Muito diferente de Maysa ou Cazuza, dois exemplos antagônicos nos seus estilos musicais, mas que se encontram na profundidade do sofrimento quando cantam versos dilacerantes de amor, Roberto Carlos nunca colocou matizes de tristeza nas suas canções. Nem mesmo durante ou depois da tragédia que deixou cicatrizes na sua existência com a morte da mulher, da amada amante Maria Rita, vítima de um câncer raro que a levou em dezembro de 1999. “Sempre cuidei para não falar das coisas feias do amor. Tratei de falar do amor na sua forma mais bem-sucedida”, contou ele na quarta-feira 3, durante concorridíssima entrevista coletiva para lançamento de seu novo álbum Pra sempre, o primeiro com canções inéditas desde o CD Roberto Carlos (o de Mulher de 30), lançado em 1996. É um disco no qual as expressões “amo você”, “você é meu amor”, “como eu te amo!” ou “onde o amor é capaz de chegar” pululam em cada estrofe das canções, cinco delas solitariamente compostas por ele. Neste momento, até o amigo de fé, irmão camarada, Erasmo Carlos, não foi aceito na redoma exclusiva do Rei, que precisava fazer brotar seus sentimentos da maneira mais autoral possível.

São músicas que nem de leve se equiparam às das melhores fases criativas do cantor e compositor. Mas expressam e tornam ainda mais público um amor de duração indubitável. Embora escrevendo musicalmente de forma tão positiva, Roberto Carlos não consegue disfarçar a tristeza que ainda teima em vir à tona. Durante a entrevista, quando falava superficialmente das lembranças doloridas que lhe vieram à mente no momento de compor, ele se emocionou. A voz embargou, os olhos ficaram vermelhos e foi obrigado a fazer um esforço hercúleo para não chorar convulsivamente diante das quase 100 pessoas presentes. “A cada final de verso que eu compus, chorei muito”, segredou à platéia silenciosamente respeitosa. As declarações de amor nas atuais composições certamente não vão tomar a forma embrionária de clássicos. Ficaram extremamente iguais nas suas melodias emplastradas de cordas e teclados. Porém, há exceções. Elas são a faixa-título e Acróstico, a música que melhor traduz o momento robertiniano. Mais que a minha própria vida/Além do que eu sonhei pra mim/Raio de luz/Inspiração/Amor, você é assim”, diz a música cujas iniciais de cada verso, conforme o título indica, formam a expressão “Maria Rita meu amor”.

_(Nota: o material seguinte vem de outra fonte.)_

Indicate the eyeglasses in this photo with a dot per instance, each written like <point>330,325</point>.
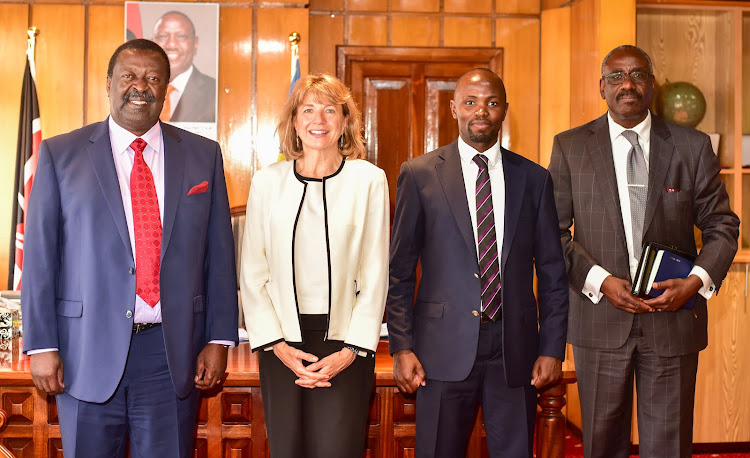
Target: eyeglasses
<point>637,77</point>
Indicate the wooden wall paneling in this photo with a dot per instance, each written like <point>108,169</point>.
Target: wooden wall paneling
<point>440,127</point>
<point>384,99</point>
<point>743,209</point>
<point>367,30</point>
<point>550,4</point>
<point>468,6</point>
<point>60,48</point>
<point>104,36</point>
<point>367,5</point>
<point>554,108</point>
<point>14,20</point>
<point>235,85</point>
<point>326,32</point>
<point>273,68</point>
<point>520,40</point>
<point>518,7</point>
<point>722,407</point>
<point>682,45</point>
<point>585,63</point>
<point>600,25</point>
<point>423,6</point>
<point>618,22</point>
<point>415,31</point>
<point>326,5</point>
<point>467,32</point>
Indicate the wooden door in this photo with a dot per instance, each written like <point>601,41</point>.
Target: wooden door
<point>404,96</point>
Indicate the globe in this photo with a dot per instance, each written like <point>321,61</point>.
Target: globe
<point>681,103</point>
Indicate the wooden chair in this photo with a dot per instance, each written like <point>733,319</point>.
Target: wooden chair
<point>4,452</point>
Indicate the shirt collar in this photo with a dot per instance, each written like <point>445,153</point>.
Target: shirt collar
<point>122,138</point>
<point>643,129</point>
<point>467,152</point>
<point>180,81</point>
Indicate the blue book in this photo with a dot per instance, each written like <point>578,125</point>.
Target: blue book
<point>668,265</point>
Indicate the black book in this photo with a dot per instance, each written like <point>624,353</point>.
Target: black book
<point>661,262</point>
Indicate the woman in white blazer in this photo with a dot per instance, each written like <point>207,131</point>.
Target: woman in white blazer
<point>314,275</point>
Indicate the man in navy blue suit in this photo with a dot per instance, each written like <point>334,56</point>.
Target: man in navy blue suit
<point>129,293</point>
<point>475,335</point>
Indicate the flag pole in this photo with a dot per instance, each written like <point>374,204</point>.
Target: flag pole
<point>31,48</point>
<point>29,138</point>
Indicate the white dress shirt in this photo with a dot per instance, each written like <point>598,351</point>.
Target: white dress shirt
<point>178,84</point>
<point>620,149</point>
<point>497,180</point>
<point>311,253</point>
<point>124,156</point>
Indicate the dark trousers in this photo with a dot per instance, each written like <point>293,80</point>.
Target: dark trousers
<point>446,411</point>
<point>666,395</point>
<point>320,422</point>
<point>144,407</point>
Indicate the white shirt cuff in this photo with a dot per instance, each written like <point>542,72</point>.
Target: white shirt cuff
<point>226,343</point>
<point>709,287</point>
<point>593,285</point>
<point>41,350</point>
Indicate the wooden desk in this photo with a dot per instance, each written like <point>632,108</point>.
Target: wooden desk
<point>230,418</point>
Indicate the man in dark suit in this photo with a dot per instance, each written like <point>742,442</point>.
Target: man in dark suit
<point>124,317</point>
<point>191,96</point>
<point>474,336</point>
<point>625,179</point>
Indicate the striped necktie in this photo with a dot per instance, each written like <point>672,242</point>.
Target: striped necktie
<point>489,264</point>
<point>637,189</point>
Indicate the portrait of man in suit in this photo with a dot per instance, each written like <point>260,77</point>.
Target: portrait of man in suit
<point>129,295</point>
<point>623,180</point>
<point>191,95</point>
<point>479,219</point>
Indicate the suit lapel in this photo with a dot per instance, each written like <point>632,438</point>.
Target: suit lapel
<point>660,156</point>
<point>100,153</point>
<point>174,168</point>
<point>451,178</point>
<point>515,183</point>
<point>599,148</point>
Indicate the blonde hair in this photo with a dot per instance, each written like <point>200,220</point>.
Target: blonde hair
<point>324,88</point>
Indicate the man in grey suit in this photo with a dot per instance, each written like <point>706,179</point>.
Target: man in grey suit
<point>480,220</point>
<point>625,179</point>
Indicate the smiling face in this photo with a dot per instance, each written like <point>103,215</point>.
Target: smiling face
<point>628,102</point>
<point>175,34</point>
<point>319,124</point>
<point>479,106</point>
<point>136,89</point>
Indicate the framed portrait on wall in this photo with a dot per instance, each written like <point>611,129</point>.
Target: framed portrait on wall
<point>189,34</point>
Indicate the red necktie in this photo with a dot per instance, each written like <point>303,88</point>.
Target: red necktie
<point>146,226</point>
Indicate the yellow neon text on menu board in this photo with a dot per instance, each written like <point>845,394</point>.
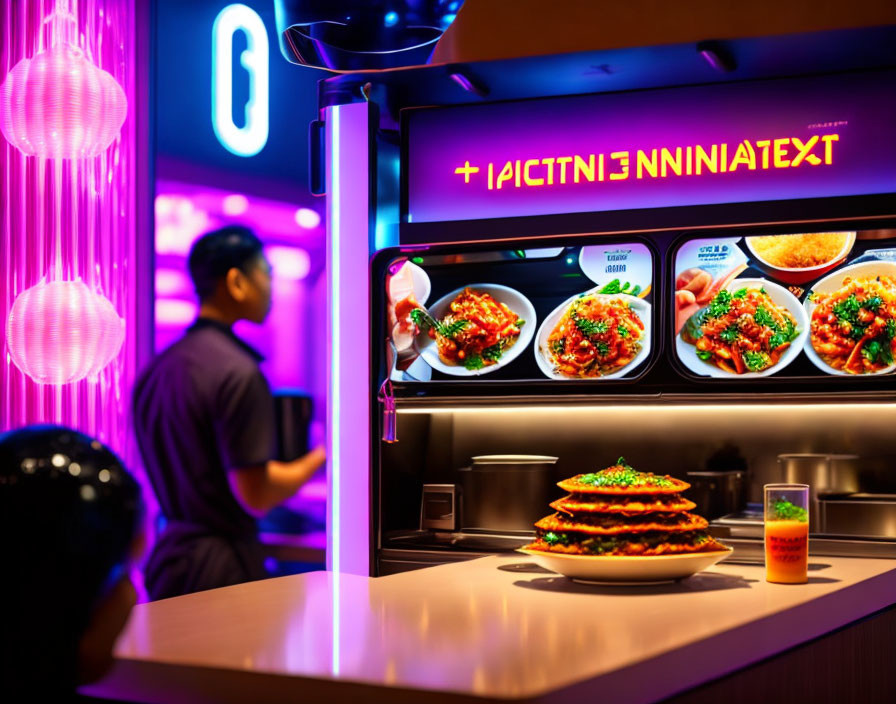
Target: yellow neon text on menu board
<point>691,160</point>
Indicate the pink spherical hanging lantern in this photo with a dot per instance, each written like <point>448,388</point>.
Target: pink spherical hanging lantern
<point>61,331</point>
<point>58,105</point>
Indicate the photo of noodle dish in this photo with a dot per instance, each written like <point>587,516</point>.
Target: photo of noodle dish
<point>594,336</point>
<point>751,328</point>
<point>475,329</point>
<point>620,524</point>
<point>852,316</point>
<point>799,258</point>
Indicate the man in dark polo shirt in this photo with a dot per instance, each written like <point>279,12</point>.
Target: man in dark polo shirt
<point>204,419</point>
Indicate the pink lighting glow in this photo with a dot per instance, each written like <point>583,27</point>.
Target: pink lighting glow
<point>60,332</point>
<point>235,204</point>
<point>171,282</point>
<point>170,311</point>
<point>69,225</point>
<point>288,262</point>
<point>178,223</point>
<point>59,105</point>
<point>307,218</point>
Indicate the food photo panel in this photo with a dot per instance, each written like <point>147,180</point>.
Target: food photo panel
<point>803,304</point>
<point>582,313</point>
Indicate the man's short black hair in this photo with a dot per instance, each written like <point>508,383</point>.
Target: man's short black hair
<point>219,251</point>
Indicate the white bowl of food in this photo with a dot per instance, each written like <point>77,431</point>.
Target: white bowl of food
<point>799,258</point>
<point>730,344</point>
<point>610,339</point>
<point>847,336</point>
<point>468,349</point>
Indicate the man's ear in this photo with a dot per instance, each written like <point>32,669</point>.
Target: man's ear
<point>236,283</point>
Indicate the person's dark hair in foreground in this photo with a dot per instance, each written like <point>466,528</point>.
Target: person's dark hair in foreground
<point>69,514</point>
<point>204,419</point>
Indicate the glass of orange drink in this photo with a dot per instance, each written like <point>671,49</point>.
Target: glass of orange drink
<point>786,533</point>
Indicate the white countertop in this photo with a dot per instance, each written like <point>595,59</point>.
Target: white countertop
<point>479,629</point>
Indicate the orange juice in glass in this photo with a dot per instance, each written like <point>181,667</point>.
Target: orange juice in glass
<point>787,533</point>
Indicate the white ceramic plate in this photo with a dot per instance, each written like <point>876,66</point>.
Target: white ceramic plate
<point>512,298</point>
<point>780,296</point>
<point>831,283</point>
<point>803,274</point>
<point>422,284</point>
<point>623,569</point>
<point>544,357</point>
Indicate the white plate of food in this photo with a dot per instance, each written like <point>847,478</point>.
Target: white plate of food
<point>799,258</point>
<point>706,342</point>
<point>594,336</point>
<point>848,336</point>
<point>624,569</point>
<point>459,348</point>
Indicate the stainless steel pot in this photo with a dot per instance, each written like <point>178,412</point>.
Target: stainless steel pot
<point>506,492</point>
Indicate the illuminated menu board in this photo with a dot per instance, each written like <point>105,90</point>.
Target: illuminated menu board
<point>581,313</point>
<point>757,141</point>
<point>821,303</point>
<point>737,309</point>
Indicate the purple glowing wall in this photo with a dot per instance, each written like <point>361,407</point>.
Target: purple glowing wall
<point>291,339</point>
<point>67,215</point>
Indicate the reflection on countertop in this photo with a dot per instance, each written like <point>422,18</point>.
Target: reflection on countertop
<point>495,626</point>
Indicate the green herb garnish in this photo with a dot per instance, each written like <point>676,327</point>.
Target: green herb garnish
<point>494,352</point>
<point>788,334</point>
<point>763,317</point>
<point>756,361</point>
<point>783,510</point>
<point>473,362</point>
<point>623,475</point>
<point>615,286</point>
<point>730,333</point>
<point>589,328</point>
<point>719,305</point>
<point>424,320</point>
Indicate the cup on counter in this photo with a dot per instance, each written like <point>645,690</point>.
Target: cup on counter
<point>786,533</point>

Pra sempre, contudo, também tem seu momento light. É justamente na única inédita feita em parceria com Erasmo Carlos, o blues rock Cadillac, referência imediata e divertida ao sucesso Calhambeque, dos anos 1960, que ajudou Roberto Carlos a escalar o trono de rei. Começou a ser composta em 1998. Foi interrompida pelas circunstâncias e recentemente retomada para integrar o atual disco, cujo master Roberto entregou em julho passado para a gravadora, tranquilizando os executivos da multinacional Sony Music, já que nos últimos anos ele não vinha cumprindo com rigidez os prazos dos seus álbuns programados para o Natal. A operação foi cercada de requintes de segurança. O master saiu do estúdio do cantor – localizado no bairro carioca da Urca, cercado por um intransponível muro de pedra – direto para uma mala forte lacrada com apenas duas chaves, uma do artista e outra da gravadora. Em seguida, depositaram a mala num cofre em local não divulgado para evitar qualquer possibilidade de pirataria.

Técnica – Apesar da linearidade das canções e dos arranjos de Pra sempre, outra vez Roberto Carlos confirma-se um grande cantor. Aos 62 anos, o Frank Sinatra brasileiro ratifica a alcunha exibindo uma voz de boa potência, timbre maduro e superafinado. A preocupação com a técnica, aliás, já entranhou o cotidiano de quem trabalha com o Rei. O gerente de produção Genival Barros, um paraibano há décadas radicado em São Paulo e que trabalha com o cantor desde os tempos da jovem guarda, conta que Roberto é capaz de notar mudanças de acordes quase imperceptíveis. “Quando fazemos a checagem digital, elas realmente aconteceram.” Não à toa, Roberto Carlos e equipe passam entre dez e 12 horas ensaiando e deixando o som próximo da perfeição. “Ele é um cantor romântico, então é importante o equilíbrio das frequências”, diz Barros, também responsável pelo camarim portátil usado pelo artista, com “coisas muito simples”. Mas, afinal, o que são estas coisas tão simples? Não adianta, quando se trata da intimidade do Rei, não há Jesus Cristo ou Nossa Senhora que drible a boa intenção de quem o cerca.